For sertraline, the reviewers included 59 randomized controlled trials totaling about 10,000 participants. Sertraline proved more effective than fluoxetine (Prozac), but less effective than mirtazapine (Remeron). In terms of side effects, bupropion (Wellbutrin) was easier to tolerate than sertraline, while the latter outscored amitriptyline (Elavil), imipramine (Tofranil), paroxetine (Paxil) and mirtazapine (Remeron).
For escitalopram, the reviewers included 22 randomized controlled trials totaling about 4,000 participants. Few statistically significant differences appeared in this review, although escitalopram was more effective than citalopram (Celexa) and fluoxetine (Prozac) and had fewer side effects than duloxetine (Cymbalta). The drug manufacturer sponsored most of the studies in this review, so there may be biases in favor of escitalopram.
Rather than seeking genuine advances in treatment, the review authors say, some pharmaceutical companies seem to be introducing close chemical cousins of generic medications. By gaining patent protection for the "new" drug, a company can market it as a higher-priced brand name product.

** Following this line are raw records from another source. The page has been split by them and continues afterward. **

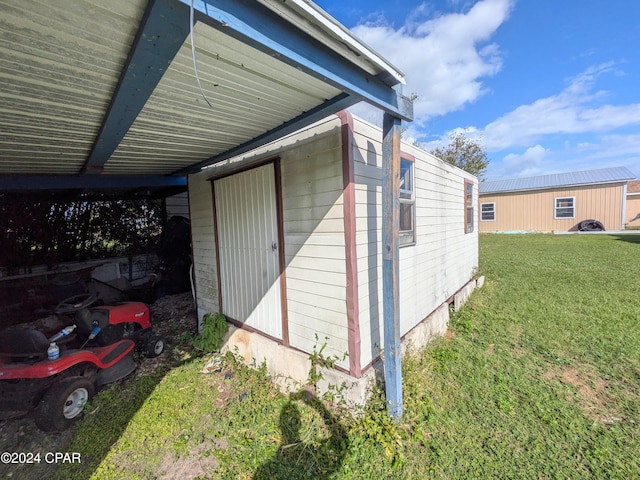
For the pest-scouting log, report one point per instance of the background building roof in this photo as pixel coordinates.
(569, 179)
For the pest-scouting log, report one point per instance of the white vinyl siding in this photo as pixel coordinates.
(443, 258)
(203, 245)
(313, 224)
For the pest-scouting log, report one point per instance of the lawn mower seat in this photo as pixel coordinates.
(23, 342)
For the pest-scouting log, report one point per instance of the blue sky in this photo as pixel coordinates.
(546, 86)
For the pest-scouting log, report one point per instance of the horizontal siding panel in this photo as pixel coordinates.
(316, 300)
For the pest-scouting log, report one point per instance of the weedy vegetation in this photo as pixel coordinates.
(538, 377)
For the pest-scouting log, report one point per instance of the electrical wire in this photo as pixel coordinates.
(193, 54)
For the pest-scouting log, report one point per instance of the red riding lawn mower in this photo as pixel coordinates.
(53, 374)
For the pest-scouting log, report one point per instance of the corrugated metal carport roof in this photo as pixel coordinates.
(103, 94)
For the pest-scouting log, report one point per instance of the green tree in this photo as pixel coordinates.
(464, 152)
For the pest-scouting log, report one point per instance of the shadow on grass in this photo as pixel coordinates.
(630, 237)
(300, 459)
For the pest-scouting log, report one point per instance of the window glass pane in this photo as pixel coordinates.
(487, 211)
(565, 207)
(406, 217)
(406, 178)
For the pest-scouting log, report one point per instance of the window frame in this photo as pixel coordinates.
(469, 210)
(556, 208)
(407, 197)
(493, 212)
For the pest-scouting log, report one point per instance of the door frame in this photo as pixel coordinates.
(275, 162)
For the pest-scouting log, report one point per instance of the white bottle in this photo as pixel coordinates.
(53, 352)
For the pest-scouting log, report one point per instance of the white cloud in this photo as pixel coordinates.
(444, 58)
(575, 110)
(526, 163)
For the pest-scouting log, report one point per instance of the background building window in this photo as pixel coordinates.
(488, 212)
(469, 211)
(565, 207)
(407, 203)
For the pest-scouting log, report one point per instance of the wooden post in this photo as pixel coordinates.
(390, 267)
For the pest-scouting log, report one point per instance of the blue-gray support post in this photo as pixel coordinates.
(390, 268)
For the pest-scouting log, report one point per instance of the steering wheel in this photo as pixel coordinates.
(75, 303)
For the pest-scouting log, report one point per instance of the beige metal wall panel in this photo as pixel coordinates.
(633, 211)
(61, 66)
(251, 91)
(248, 247)
(533, 211)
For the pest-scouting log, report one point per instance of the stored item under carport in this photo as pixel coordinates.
(95, 349)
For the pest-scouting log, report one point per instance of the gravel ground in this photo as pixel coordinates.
(171, 316)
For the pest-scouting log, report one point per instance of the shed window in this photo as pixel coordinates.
(488, 212)
(468, 204)
(565, 207)
(407, 203)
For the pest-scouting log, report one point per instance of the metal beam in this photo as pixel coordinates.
(163, 30)
(62, 182)
(390, 263)
(330, 107)
(256, 25)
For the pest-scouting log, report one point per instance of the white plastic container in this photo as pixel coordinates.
(53, 352)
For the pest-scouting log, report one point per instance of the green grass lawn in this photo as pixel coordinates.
(539, 377)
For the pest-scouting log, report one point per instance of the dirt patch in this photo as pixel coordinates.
(590, 393)
(171, 316)
(200, 463)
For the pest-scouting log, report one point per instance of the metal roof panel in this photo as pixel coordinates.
(568, 179)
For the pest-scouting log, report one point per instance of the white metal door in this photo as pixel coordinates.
(248, 247)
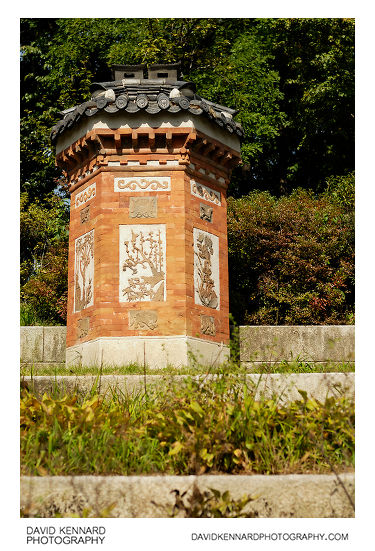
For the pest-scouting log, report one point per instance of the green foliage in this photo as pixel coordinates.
(205, 426)
(291, 260)
(341, 189)
(292, 81)
(44, 260)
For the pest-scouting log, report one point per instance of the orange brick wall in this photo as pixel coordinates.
(179, 210)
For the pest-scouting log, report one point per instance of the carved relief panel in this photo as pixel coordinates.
(142, 263)
(205, 212)
(204, 192)
(143, 320)
(208, 326)
(84, 272)
(85, 195)
(206, 269)
(143, 207)
(143, 183)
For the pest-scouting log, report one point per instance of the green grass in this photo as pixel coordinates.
(211, 426)
(296, 366)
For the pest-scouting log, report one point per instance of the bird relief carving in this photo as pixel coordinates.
(142, 269)
(84, 271)
(206, 269)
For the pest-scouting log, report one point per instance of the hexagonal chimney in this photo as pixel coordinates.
(148, 163)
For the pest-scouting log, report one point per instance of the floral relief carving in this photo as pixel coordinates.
(143, 320)
(206, 212)
(206, 269)
(154, 183)
(143, 207)
(204, 192)
(142, 263)
(84, 271)
(85, 195)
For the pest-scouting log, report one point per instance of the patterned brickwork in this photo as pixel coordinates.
(176, 209)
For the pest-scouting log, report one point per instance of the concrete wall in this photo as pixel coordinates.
(258, 344)
(275, 496)
(311, 343)
(43, 345)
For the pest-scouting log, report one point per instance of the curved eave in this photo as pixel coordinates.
(151, 102)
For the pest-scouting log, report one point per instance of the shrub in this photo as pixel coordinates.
(291, 260)
(44, 261)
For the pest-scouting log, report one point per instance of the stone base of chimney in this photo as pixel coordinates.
(154, 352)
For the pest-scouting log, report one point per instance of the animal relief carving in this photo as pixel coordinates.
(143, 320)
(84, 271)
(142, 263)
(206, 271)
(85, 214)
(208, 325)
(83, 327)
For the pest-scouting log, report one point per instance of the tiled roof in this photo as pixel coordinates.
(153, 96)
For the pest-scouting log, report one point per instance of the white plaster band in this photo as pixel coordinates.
(204, 192)
(85, 195)
(143, 183)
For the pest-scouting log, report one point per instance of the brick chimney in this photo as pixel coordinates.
(148, 163)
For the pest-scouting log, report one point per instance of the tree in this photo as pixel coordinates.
(292, 81)
(291, 260)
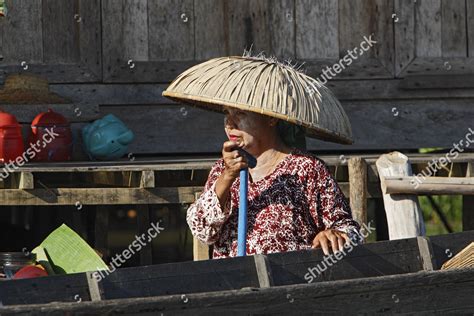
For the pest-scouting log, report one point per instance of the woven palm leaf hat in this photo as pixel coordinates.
(265, 86)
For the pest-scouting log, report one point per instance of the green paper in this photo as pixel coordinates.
(64, 252)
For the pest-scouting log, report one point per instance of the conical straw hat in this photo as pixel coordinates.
(264, 86)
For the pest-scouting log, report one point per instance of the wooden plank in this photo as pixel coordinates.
(426, 253)
(94, 288)
(112, 22)
(411, 120)
(468, 203)
(90, 41)
(60, 31)
(135, 30)
(438, 82)
(143, 224)
(429, 185)
(317, 32)
(356, 24)
(428, 28)
(403, 212)
(65, 288)
(282, 28)
(352, 90)
(404, 28)
(262, 26)
(453, 28)
(358, 189)
(439, 66)
(171, 30)
(181, 278)
(23, 38)
(57, 73)
(186, 163)
(264, 273)
(470, 27)
(97, 196)
(72, 112)
(441, 290)
(447, 246)
(211, 38)
(362, 261)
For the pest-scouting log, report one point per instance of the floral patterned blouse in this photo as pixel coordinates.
(286, 208)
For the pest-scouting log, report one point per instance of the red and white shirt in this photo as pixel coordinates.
(286, 209)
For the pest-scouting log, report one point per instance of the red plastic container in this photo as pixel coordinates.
(11, 140)
(51, 133)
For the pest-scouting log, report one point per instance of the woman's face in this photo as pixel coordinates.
(250, 130)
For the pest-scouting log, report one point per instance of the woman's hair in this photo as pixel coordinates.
(292, 135)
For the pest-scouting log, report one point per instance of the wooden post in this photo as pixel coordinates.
(101, 230)
(143, 220)
(468, 203)
(358, 189)
(26, 181)
(200, 249)
(403, 212)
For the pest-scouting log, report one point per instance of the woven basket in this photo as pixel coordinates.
(264, 86)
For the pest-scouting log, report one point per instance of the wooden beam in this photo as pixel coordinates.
(97, 196)
(358, 189)
(449, 290)
(403, 212)
(468, 203)
(429, 185)
(147, 179)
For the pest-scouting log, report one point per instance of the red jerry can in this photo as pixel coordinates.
(11, 140)
(50, 137)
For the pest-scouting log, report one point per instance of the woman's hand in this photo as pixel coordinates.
(330, 238)
(233, 160)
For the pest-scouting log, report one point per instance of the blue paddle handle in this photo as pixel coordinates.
(242, 226)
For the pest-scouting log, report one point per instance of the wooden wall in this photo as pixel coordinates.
(414, 88)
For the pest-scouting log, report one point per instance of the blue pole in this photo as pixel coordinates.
(242, 226)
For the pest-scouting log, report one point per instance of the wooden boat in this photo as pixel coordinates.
(399, 276)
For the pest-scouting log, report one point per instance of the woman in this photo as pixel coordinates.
(293, 201)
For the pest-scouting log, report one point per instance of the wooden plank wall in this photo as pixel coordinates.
(121, 54)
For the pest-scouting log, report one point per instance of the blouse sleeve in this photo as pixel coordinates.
(206, 216)
(332, 209)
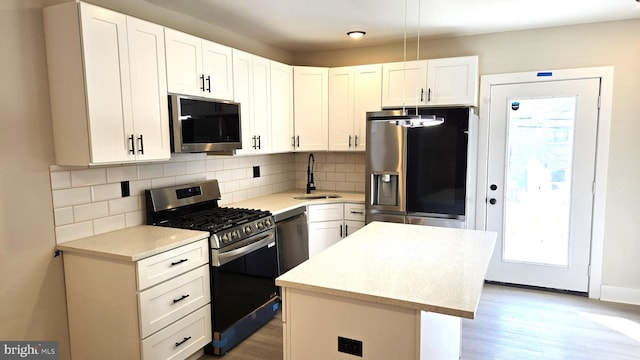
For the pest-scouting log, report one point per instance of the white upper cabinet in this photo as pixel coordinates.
(436, 82)
(252, 87)
(404, 84)
(353, 91)
(281, 107)
(311, 106)
(452, 81)
(148, 90)
(198, 67)
(107, 86)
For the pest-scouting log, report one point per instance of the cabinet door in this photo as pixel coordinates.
(184, 63)
(341, 93)
(351, 226)
(323, 234)
(354, 212)
(404, 83)
(325, 212)
(262, 103)
(281, 107)
(148, 90)
(368, 97)
(106, 63)
(243, 83)
(218, 70)
(453, 81)
(311, 105)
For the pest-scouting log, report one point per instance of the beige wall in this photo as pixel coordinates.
(32, 285)
(612, 43)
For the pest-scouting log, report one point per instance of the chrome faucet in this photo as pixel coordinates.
(310, 183)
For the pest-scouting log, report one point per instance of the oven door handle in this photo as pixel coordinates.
(228, 256)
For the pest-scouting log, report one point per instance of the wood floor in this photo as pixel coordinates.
(514, 323)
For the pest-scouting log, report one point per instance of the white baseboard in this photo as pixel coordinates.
(620, 294)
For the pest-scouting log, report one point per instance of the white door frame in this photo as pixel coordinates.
(605, 74)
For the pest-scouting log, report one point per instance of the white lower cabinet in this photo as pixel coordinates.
(154, 308)
(329, 223)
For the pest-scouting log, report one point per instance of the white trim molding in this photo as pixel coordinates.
(620, 294)
(605, 74)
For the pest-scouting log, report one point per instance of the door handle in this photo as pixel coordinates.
(141, 150)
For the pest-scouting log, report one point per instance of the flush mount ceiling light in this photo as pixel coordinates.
(357, 34)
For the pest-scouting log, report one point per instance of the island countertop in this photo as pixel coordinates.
(426, 268)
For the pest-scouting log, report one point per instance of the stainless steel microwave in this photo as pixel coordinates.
(204, 125)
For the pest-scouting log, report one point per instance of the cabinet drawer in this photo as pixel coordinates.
(354, 212)
(325, 212)
(168, 264)
(180, 339)
(169, 301)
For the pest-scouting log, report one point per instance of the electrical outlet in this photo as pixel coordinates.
(124, 188)
(350, 346)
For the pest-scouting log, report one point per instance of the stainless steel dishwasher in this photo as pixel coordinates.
(292, 238)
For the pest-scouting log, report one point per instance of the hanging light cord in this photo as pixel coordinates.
(404, 61)
(418, 53)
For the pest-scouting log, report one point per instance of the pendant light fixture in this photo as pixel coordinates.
(356, 34)
(402, 117)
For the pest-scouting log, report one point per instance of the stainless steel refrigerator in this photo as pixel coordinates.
(421, 175)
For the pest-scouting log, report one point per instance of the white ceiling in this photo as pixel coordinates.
(302, 25)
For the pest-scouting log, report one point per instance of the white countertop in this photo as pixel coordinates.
(134, 243)
(284, 201)
(425, 268)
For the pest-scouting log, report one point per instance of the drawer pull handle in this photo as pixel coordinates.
(183, 341)
(178, 262)
(181, 298)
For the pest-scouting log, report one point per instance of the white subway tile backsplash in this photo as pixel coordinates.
(214, 164)
(73, 196)
(80, 194)
(175, 168)
(123, 205)
(163, 182)
(135, 218)
(122, 173)
(88, 177)
(150, 171)
(106, 192)
(90, 211)
(63, 216)
(137, 188)
(60, 180)
(197, 166)
(110, 223)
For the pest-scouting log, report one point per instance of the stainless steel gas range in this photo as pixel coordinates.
(244, 257)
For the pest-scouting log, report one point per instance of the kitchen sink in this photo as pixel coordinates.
(316, 196)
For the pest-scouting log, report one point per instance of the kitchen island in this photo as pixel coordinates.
(389, 291)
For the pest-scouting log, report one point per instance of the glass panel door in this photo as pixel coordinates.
(538, 180)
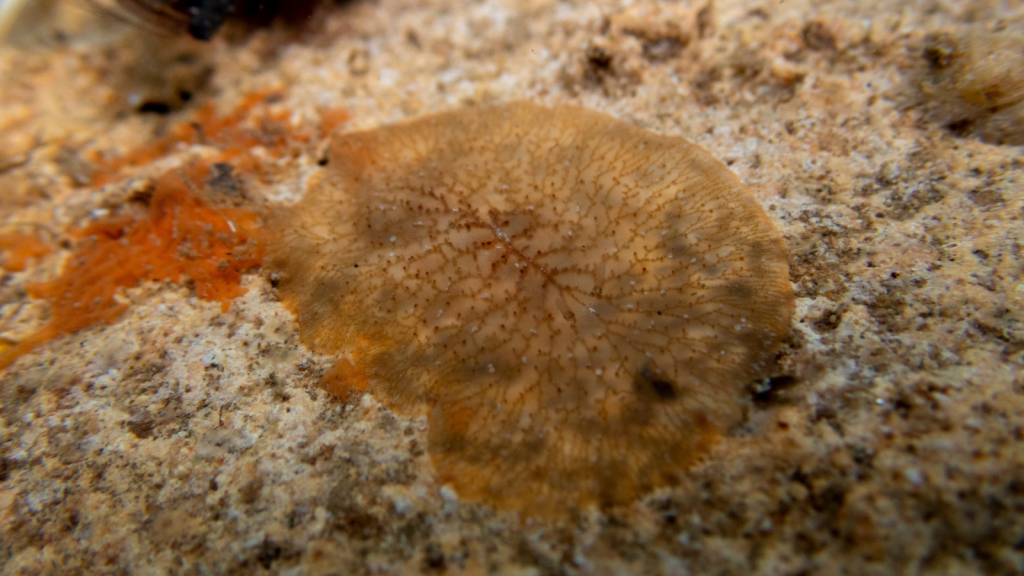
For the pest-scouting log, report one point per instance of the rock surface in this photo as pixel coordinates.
(184, 439)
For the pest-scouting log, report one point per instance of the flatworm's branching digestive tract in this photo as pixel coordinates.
(577, 303)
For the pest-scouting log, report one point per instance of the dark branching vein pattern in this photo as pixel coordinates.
(577, 303)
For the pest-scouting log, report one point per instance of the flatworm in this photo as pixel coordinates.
(576, 303)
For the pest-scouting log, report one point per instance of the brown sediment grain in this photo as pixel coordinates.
(577, 303)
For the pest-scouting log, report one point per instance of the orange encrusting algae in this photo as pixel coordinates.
(179, 237)
(578, 305)
(19, 248)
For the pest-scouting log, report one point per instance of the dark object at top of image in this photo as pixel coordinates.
(202, 18)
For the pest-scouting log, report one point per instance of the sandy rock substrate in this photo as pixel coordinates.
(183, 440)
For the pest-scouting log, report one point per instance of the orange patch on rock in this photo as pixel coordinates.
(245, 127)
(345, 379)
(19, 248)
(179, 237)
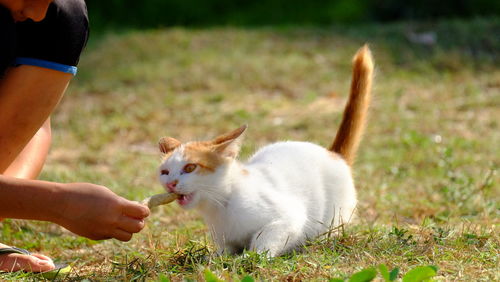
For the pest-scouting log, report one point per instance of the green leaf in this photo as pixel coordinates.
(247, 278)
(385, 272)
(163, 278)
(394, 274)
(210, 277)
(364, 275)
(420, 273)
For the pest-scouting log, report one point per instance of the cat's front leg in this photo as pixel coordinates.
(276, 238)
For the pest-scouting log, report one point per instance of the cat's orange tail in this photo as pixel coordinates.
(353, 121)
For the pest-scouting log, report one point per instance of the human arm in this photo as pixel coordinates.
(28, 95)
(86, 209)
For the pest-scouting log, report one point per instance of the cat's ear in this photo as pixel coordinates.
(229, 144)
(168, 144)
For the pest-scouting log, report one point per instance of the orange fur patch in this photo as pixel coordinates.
(201, 153)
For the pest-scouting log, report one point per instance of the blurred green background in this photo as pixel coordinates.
(160, 13)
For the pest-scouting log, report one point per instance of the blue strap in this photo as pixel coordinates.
(45, 64)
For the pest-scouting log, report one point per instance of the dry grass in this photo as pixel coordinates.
(426, 171)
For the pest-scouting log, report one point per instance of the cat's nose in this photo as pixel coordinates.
(171, 185)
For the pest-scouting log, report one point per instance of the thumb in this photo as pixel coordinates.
(135, 209)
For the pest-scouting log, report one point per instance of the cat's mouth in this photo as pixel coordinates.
(185, 199)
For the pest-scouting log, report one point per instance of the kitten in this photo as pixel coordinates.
(286, 193)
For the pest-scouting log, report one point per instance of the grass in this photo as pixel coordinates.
(427, 171)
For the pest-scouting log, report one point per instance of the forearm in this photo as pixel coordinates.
(30, 199)
(28, 95)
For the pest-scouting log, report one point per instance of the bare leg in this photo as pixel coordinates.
(28, 95)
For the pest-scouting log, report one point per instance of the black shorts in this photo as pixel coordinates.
(56, 42)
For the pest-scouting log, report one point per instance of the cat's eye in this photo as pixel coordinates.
(189, 168)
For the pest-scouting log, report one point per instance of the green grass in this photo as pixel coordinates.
(427, 170)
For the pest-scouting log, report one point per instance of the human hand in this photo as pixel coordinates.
(95, 212)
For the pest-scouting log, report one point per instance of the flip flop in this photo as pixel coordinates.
(61, 268)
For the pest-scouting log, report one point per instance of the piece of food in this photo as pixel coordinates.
(160, 199)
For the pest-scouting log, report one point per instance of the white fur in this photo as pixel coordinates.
(285, 194)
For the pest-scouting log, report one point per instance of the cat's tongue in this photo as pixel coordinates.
(185, 199)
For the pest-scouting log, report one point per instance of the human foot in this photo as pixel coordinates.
(16, 261)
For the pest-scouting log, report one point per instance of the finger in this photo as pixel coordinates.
(16, 262)
(135, 210)
(122, 235)
(130, 224)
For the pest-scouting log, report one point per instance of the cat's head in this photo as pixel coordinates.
(198, 170)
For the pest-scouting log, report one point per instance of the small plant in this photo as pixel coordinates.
(419, 273)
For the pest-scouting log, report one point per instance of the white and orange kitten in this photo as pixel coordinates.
(286, 193)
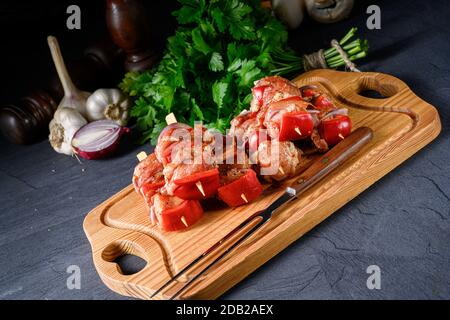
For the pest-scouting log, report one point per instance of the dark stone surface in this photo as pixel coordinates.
(401, 223)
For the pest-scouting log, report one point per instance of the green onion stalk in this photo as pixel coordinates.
(286, 63)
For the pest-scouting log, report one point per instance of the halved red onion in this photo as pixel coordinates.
(341, 111)
(98, 139)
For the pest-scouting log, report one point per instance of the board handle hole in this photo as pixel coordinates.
(373, 94)
(128, 258)
(130, 264)
(370, 87)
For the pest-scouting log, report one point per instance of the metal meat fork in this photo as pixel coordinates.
(316, 172)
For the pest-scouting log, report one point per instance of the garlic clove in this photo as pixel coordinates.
(110, 104)
(63, 126)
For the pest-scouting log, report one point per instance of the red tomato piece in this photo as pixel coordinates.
(198, 186)
(295, 126)
(291, 99)
(241, 191)
(180, 217)
(335, 129)
(258, 93)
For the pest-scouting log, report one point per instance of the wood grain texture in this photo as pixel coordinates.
(402, 125)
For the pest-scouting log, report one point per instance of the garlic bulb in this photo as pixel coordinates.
(73, 97)
(65, 123)
(111, 104)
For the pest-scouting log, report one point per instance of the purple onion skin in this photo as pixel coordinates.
(100, 154)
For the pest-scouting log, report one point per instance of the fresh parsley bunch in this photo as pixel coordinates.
(208, 68)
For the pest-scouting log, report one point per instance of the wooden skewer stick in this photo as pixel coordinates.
(183, 219)
(171, 119)
(141, 156)
(200, 188)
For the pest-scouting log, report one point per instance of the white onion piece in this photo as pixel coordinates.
(98, 139)
(341, 112)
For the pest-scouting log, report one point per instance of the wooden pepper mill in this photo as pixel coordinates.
(27, 120)
(129, 27)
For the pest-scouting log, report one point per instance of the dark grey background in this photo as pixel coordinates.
(401, 223)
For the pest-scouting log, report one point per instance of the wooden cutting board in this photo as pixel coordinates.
(402, 124)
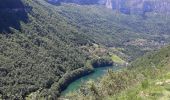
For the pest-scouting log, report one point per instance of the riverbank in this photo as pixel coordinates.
(98, 73)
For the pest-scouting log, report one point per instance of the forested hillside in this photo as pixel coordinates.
(41, 44)
(147, 78)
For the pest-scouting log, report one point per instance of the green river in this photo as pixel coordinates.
(94, 76)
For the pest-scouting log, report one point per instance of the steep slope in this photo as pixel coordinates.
(39, 54)
(147, 78)
(125, 6)
(43, 48)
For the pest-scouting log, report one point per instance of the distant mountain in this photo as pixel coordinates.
(125, 6)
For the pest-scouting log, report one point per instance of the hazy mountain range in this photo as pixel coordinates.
(125, 6)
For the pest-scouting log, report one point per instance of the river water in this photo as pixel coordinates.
(99, 72)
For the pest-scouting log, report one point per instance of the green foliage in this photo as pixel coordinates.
(139, 82)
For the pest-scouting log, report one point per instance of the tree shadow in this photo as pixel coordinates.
(12, 12)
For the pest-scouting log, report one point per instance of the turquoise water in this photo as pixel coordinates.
(94, 76)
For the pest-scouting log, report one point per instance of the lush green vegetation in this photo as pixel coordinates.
(41, 44)
(147, 78)
(117, 59)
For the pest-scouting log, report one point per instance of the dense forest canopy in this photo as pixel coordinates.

Sponsorship bias is a recurring concern in trials of virtually all new medications. In the Cochrane reviews themselves, one of the co-authors has received research funds and speaking fees from the companies Asahi Kasei, Astellas, Dai-Nippon Sumitomo, Eisai, Eli Lilly, GlaxoSmithKline, Janssen, Kyowa Hakko, Meiji, Nikken Kagaku, Organon, Otsuka, Pfizer and Yoshitomi. The Japanese Ministry of Education, Science and Technology, and the Japanese Ministry of Health, Labour and Welfare have also funded some of his research.
However, the co-authors of these Cochrane reviews also published a recent study in The Lancet that was free of any potential funding bias. The study also used a more complex statistical method to analyze data from 117 randomized controlled trials involving 25,928 participants.
The findings support the Cochrane reviews, Cipriani said, with sertraline and escitalopram ranking as the best treatments.
"Such findings have enormous implications," said Sagar Parikh, M.D., of the University of Toronto, in a commentary published along with The Lancet study. "For the clinician, prudent engagement of the patient in treatment ideally involves giving the patient a choice.??¦ A new gold standard of reliable information has been compiled for patients to review."
In early studies, new medical treatments are typically compared to sham treatments. Once the effectiveness of certain approaches is well established, new options must be judged against the best existing treatments.
Cipriani argued that this time has come for antidepressants, and that sertraline is the drug to beat. "We need new treatments in psychiatry, but they have to be proved better than other treatments," he said. "We should be comparing new drugs to the best available existing drugs."
The Cochrane Collaboration is an international nonprofit, independent organization that produces and disseminates systematic reviews of health care interventions and promotes the search for evidence in the form of clinical trials and other studies of interventions.
Cipriani A, La Ferla, et al. Setraline versus other antidepressive agents for depression. The Cochrane Database of Systematic Reviews 2009, Issue 2.
Cipriani A, Santilli C, et al. Escitalopram versus other antidepressive agents for depression. The Cochrane Database of Systematic Reviews 2009, Issue 2.